The Ouroboros of Benchmarking: Reasoning Evaluation in an Era of Saturation
March 19, 2026
I want to share some insights from a recent paper I co-authored with my advisor, Duygu Ataman. The article was accepted for a poster presentation at the NeurIPS 2025 Workshop on Evaluating the Evolving LLM Lifecycle: Benchmarks, Emergent Abilities, and Scaling. You can read the full preprint on arXiv here: https://arxiv.org/abs/2511.01365.
We are currently witnessing a massive surge in the capabilities of Large Language Models (LLMs) and specialized Large Reasoning Models (LRMs). However, as these models scale and training methods advance, the benchmarks we use to evaluate them are reaching saturation at an unprecedented rate. This rapid saturation forces the AI community into a continuous cycle of developing new, more challenging datasets to replace the old ones. We call this the “Ouroboros” of benchmarking.
It led us to a critical question: does surpassing a benchmark truly demonstrate reasoning ability, or are we simply tracking numbers divorced from the capabilities we claim to measure?
To investigate this, we analyzed performance trends across three major model families: OpenAI, Anthropic, and Google. We compiled a comprehensive list of 52 benchmarks and categorized them into seven distinct types of reasoning. We included the list and descriptions of the 52 benchmarks used by these three model families in the article, hoping to provide a broad list to ground future research. We defined benchmark saturation as the point where a model achieves at least 80% accuracy. Here is what the data revealed about the current state of AI evaluation:
The Saturation Divide
Out of the 52 benchmarks, 27 have already surpassed the 80% threshold in at least one model family, while 25 have never reached it. We found that benchmarks targeting commonsense and logical reasoning, mathematical reasoning, reasoning with general knowledge, and reading comprehension are the most frequently “solved”. Conversely, tasks that require programming and coding, or LLM-specific capabilities like tool use, remain comparatively difficult, with very few models crossing the 80% mark.

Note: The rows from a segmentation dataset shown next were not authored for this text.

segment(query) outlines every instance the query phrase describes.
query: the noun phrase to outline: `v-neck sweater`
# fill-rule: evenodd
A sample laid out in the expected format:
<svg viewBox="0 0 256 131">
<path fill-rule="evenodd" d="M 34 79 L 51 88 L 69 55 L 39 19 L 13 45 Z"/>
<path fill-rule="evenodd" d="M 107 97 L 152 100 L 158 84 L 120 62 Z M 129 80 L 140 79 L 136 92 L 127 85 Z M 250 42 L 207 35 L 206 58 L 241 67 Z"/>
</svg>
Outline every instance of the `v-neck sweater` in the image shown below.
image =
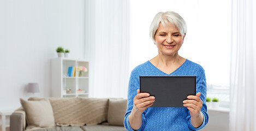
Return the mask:
<svg viewBox="0 0 256 131">
<path fill-rule="evenodd" d="M 187 108 L 148 108 L 142 114 L 142 124 L 138 130 L 197 130 L 204 128 L 208 123 L 206 104 L 206 82 L 205 71 L 198 64 L 188 59 L 175 71 L 168 74 L 159 70 L 149 61 L 135 67 L 130 76 L 127 98 L 127 109 L 124 120 L 124 125 L 127 130 L 134 130 L 128 121 L 133 108 L 133 98 L 140 88 L 140 76 L 171 76 L 193 75 L 197 76 L 196 92 L 200 92 L 200 98 L 203 101 L 201 108 L 204 120 L 198 128 L 191 124 L 191 116 Z"/>
</svg>

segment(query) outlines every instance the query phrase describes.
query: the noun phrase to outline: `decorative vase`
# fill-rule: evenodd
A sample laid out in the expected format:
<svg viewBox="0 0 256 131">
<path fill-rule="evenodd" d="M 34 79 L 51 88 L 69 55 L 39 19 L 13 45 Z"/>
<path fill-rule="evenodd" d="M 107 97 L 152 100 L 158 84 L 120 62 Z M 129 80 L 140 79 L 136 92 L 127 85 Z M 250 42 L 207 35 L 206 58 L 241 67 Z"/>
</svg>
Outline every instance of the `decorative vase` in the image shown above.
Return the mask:
<svg viewBox="0 0 256 131">
<path fill-rule="evenodd" d="M 65 56 L 66 58 L 69 58 L 69 53 L 64 53 L 64 55 Z"/>
<path fill-rule="evenodd" d="M 63 57 L 63 53 L 58 53 L 58 57 Z"/>
<path fill-rule="evenodd" d="M 79 71 L 79 74 L 78 75 L 78 76 L 79 77 L 82 76 L 82 72 L 81 71 Z"/>
</svg>

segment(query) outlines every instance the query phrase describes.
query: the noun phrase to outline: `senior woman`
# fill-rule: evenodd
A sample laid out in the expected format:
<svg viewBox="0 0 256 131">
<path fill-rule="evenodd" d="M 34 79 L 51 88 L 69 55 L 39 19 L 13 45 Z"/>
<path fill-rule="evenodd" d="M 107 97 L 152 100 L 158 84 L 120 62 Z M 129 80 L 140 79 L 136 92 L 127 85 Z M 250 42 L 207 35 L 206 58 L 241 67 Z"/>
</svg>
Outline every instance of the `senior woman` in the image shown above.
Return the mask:
<svg viewBox="0 0 256 131">
<path fill-rule="evenodd" d="M 197 130 L 208 122 L 205 104 L 206 83 L 204 69 L 180 56 L 178 51 L 187 32 L 184 20 L 172 11 L 160 12 L 150 28 L 150 37 L 158 54 L 137 66 L 129 82 L 127 110 L 124 125 L 127 130 Z M 197 76 L 197 94 L 188 96 L 184 108 L 150 108 L 154 97 L 140 93 L 139 76 L 144 75 Z M 157 87 L 156 87 L 157 88 Z"/>
</svg>

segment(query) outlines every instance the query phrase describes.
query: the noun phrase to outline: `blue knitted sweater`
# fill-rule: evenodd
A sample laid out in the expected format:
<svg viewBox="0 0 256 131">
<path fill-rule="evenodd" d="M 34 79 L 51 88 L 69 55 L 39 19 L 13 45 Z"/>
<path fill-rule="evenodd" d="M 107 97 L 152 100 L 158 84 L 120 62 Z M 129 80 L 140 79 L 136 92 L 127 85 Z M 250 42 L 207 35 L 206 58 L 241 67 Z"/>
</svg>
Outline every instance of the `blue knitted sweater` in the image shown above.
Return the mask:
<svg viewBox="0 0 256 131">
<path fill-rule="evenodd" d="M 197 76 L 197 93 L 200 92 L 203 101 L 201 112 L 204 116 L 203 124 L 194 128 L 191 124 L 191 116 L 187 108 L 148 108 L 142 114 L 142 122 L 138 130 L 197 130 L 208 123 L 206 112 L 206 82 L 204 69 L 200 65 L 187 59 L 178 69 L 170 74 L 166 74 L 153 66 L 150 61 L 135 67 L 131 73 L 128 91 L 127 110 L 124 125 L 127 130 L 134 130 L 130 126 L 128 116 L 133 108 L 133 98 L 140 88 L 139 76 L 145 75 L 195 75 Z"/>
</svg>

The Rapid Expiration of Benchmarks
Perhaps our most striking observation was the release dates of the unsolved benchmarks. An overwhelming 60% of the unsolved benchmarks were introduced in 2025, and 32% in 2024. Nearly all benchmarks released prior to 2025 have already been surpassed by at least one model family. The only two pre-2023 benchmarks that remain unsolved are ActivityNet and EgoSchema, which are both multimodal reasoning tasks. This temporal pattern highlights a central dynamic: older benchmarks are rapidly mastered and lose their discriminative power, making newly introduced evaluations the sole standard for demonstrating progress.
Fragmentation and the Illusion of Reasoning
We also observed a lack of consistency in how benchmarks are adopted. Once a model family achieves high performance on a specific benchmark, subsequent models often use that benchmark less frequently or abandon it entirely. This fragmented and selective use undermines the goal of having a shared measure of capability across different model families.
Furthermore, while models often perform strongly on familiar benchmarks, introducing a more challenging, novel benchmark frequently causes a significant drop in performance. This raises the possibility that high scores are often tied more to benchmark design and prior exposure (contamination) than to a robust mastery of the underlying reasoning type.
Moving Forward
Our analysis suggests that current benchmarking practices have profound limitations, and improvements in scores do not necessarily reflect generalizable reasoning ability. Meaningful progress requires us to move beyond simple accuracy scores. We advocate for developing sophisticated, task-specific evaluation metrics that capture intermediate reasoning steps. By formalizing reasoning for different task types and designing layered evaluation procedures, we can assess specific reasoning capabilities rather than just checking if a model arrived at the correct final answer.